For a salty fix. Be careful not to overshoot your daily recommended sodium allowance of 2,300 milligrams daily, or less. Take heed of the portion sizes of these common salty treats:

  • Air popped popcorn with 1/8 teaspoon salt (2 cups): 62 calories, 0 grams fat, 0 grams sugar, 296 milligrams sodium
  • Whole wheat pretzels (1 ounce) 110 calories, 2 gram fat, less than 3 grams sugar, 100 milligrams
  • One ounce of chips (about 15): 150 calories, 10 grams fat, 149 milligrams

For a sweet fix. Candy = sugar. Don’t fall for labels that claim the candy is fat-free. Sugar is naturally fat-free. Mind your portions, and make reasonable substitutions. For example, you may choose to eat a small amount of candy and skip another source of sugar during the day, such sugar in coffee or drinking a sugary beverage. Here’s a rundown of some favorites:

  • Gummi Bears (15 pieces): 130 calories, 19.5 grams sugar
  • Licorice (4 sticks): 160 calories, 19 grams sugar
  • Jelly Beans (28 small): 105 calories, 20 grams sugar

For a chocolate fix. Chocolate contains both fat and sugar and tends to be more calorie-laden than other sugary sweets. Still, one ounce can be very satisfying.

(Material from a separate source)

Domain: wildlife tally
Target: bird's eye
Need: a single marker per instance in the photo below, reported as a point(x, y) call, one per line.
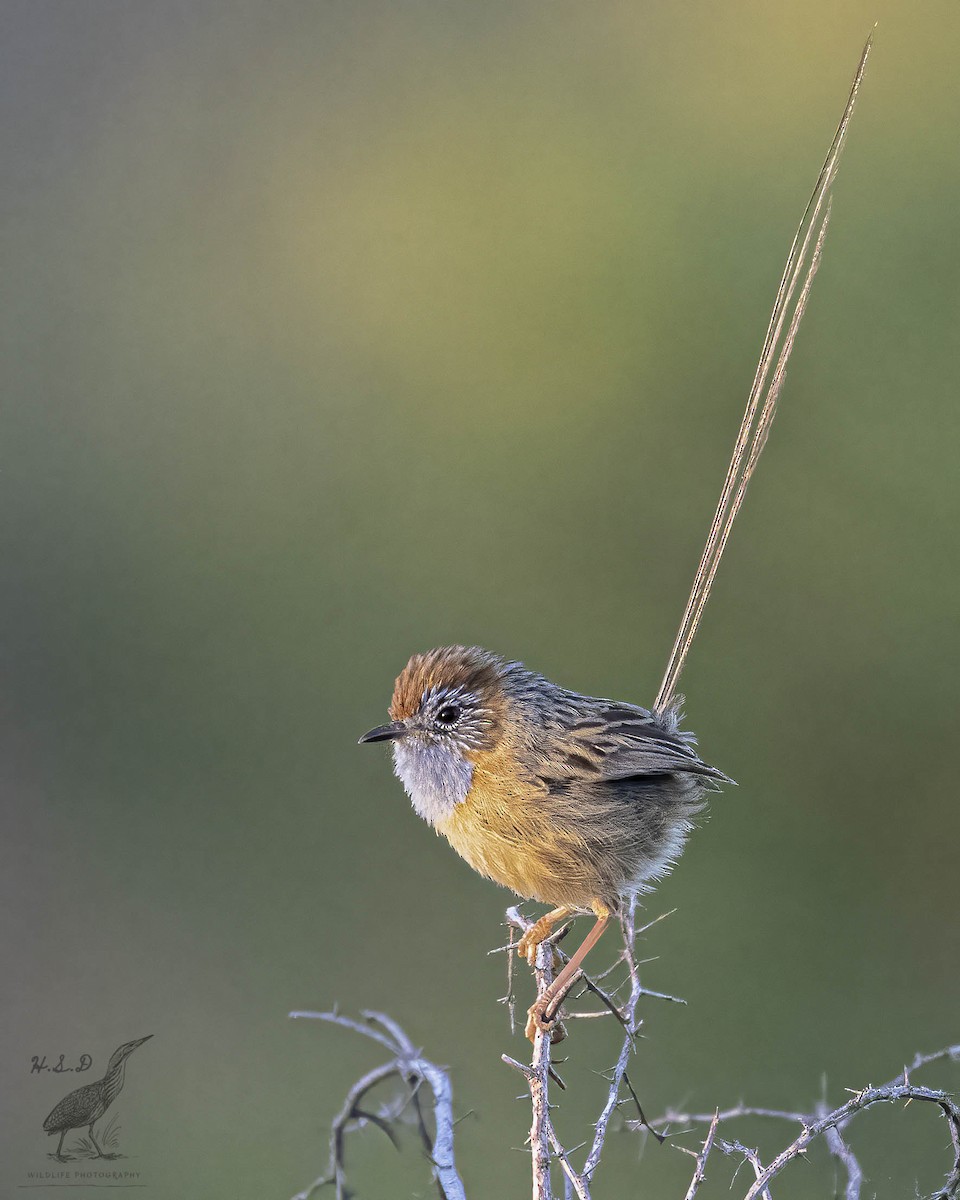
point(449, 714)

  • White chocolate (one ounce): 144 calories, 8.75 grams fat, 16.25 grams sugar.
  • Milk chocolate (one ounce): 152 calories, 8.4 grams fat, 14.6 grams sugar .
  • Dark chocolate (one ounce; 70-85% cocoa): 156 calories, 11.3 grams fat, 8.5 grams sugar. Although dark chocolate contains more fat, it also contains theobromine, an antioxidant that helps reduce inflammation and may help reduce blood pressure. Opt for varieties that contain at least 70 percent cocoa.

Toby Amidor is a registered dietician and the owner of Toby Amidor Nutrition. She holds a master’s degree in clinical nutrition and dietetics from New York University. You can follow her on Twitter at @tobyamidor.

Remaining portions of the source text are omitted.